Vamos a convertir los datos en coordenadas (barrios_text y fire_dep_point del tp anterior)

barrios_df <- barrios_text %>%
  st_set_geometry(NULL) %>%
  select(Name, X, Y) %>%
  rename(bar_X= X,
         bar_Y = Y)

fire_dep_df <- fire_dep_point %>%
  st_set_geometry(NULL) %>%
  select(PD, X, Y) %>%
  filter(!is.na(X)) %>%
  filter(X != 0.00000)

combinacion <- expand.grid(barrios_df$Name, fire_dep_df$PD) %>%
  rename(Name = Var1,
         PD = Var2)
combinacion <- left_join(combinacion, barrios_df)

## Joining, by = "Name"

combinacion <- left_join(combinacion, fire_dep_df)

## Joining, by = "PD"

ggplot() +
  geom_sf(data= barrios) +
  geom_sf_text(data = barrios, aes(label = Name), size = 2)

## Warning in st_point_on_surface.sfc(sf::st_zm(x)): st_point_on_surface may
## not give correct results for longitude/latitude data

Vamos a elegir los barrios “downtown” y “dorchester”

combinacion2 <- combinacion %>%
  filter(Name == c("Downtown", "Dorchester"))

Ahora vamos a obtener el recorrido desde cada centroide a cada departamento de bomberos

obtener_recorrido_firedep <- function(o_nombre, o_x, o_y, d_nombre, d_x, d_y) {
  
  ruta <- osrmRoute(src = c(o_nombre, o_x, o_y),
                    dst = c(d_nombre, d_x, d_y), 
                    returnclass = "sf")
  
  cbind(Name = o_nombre, PD = d_nombre, ruta)
  
}

centroide_a_firedep <- list(combinacion2$Name, combinacion2$bar_X, combinacion2$bar_Y,
                   combinacion2$PD, combinacion2$X, combinacion2$Y)

recorridos_a_firedep <- pmap(centroide_a_firedep, obtener_recorrido_firedep) %>% 
  reduce(rbind)

Y los vamos a graficar

factpal<- colorNumeric(
  palette = "Spectral",
  domain = recorridos_a_firedep$distance)

recorridos_a_firedep <-mutate(recorridos_a_firedep, x = paste(Name, PD))

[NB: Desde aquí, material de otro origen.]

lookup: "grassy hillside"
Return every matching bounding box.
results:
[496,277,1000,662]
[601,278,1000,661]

leaflet(recorridos_a_firedep) %>%
  addTiles() %>%
  addPolylines(color = ~factpal(distance), popup = ~x) %>%
  addLegend(title = "Distancia", pal = factpal, values = ~distance)

Como podemos ver, el recorrido más largo se da desde “Downtown” al fire department de West Roxbury pero si hacemos el zoom suficiente vemos que el barrio más centrico tiene los recorridos más cortos desde su centroide a los distintos fire departments. Esto está relacionado con el hecho de que en ese barrio hay una concentración mayor de fire departments que en otros barrios.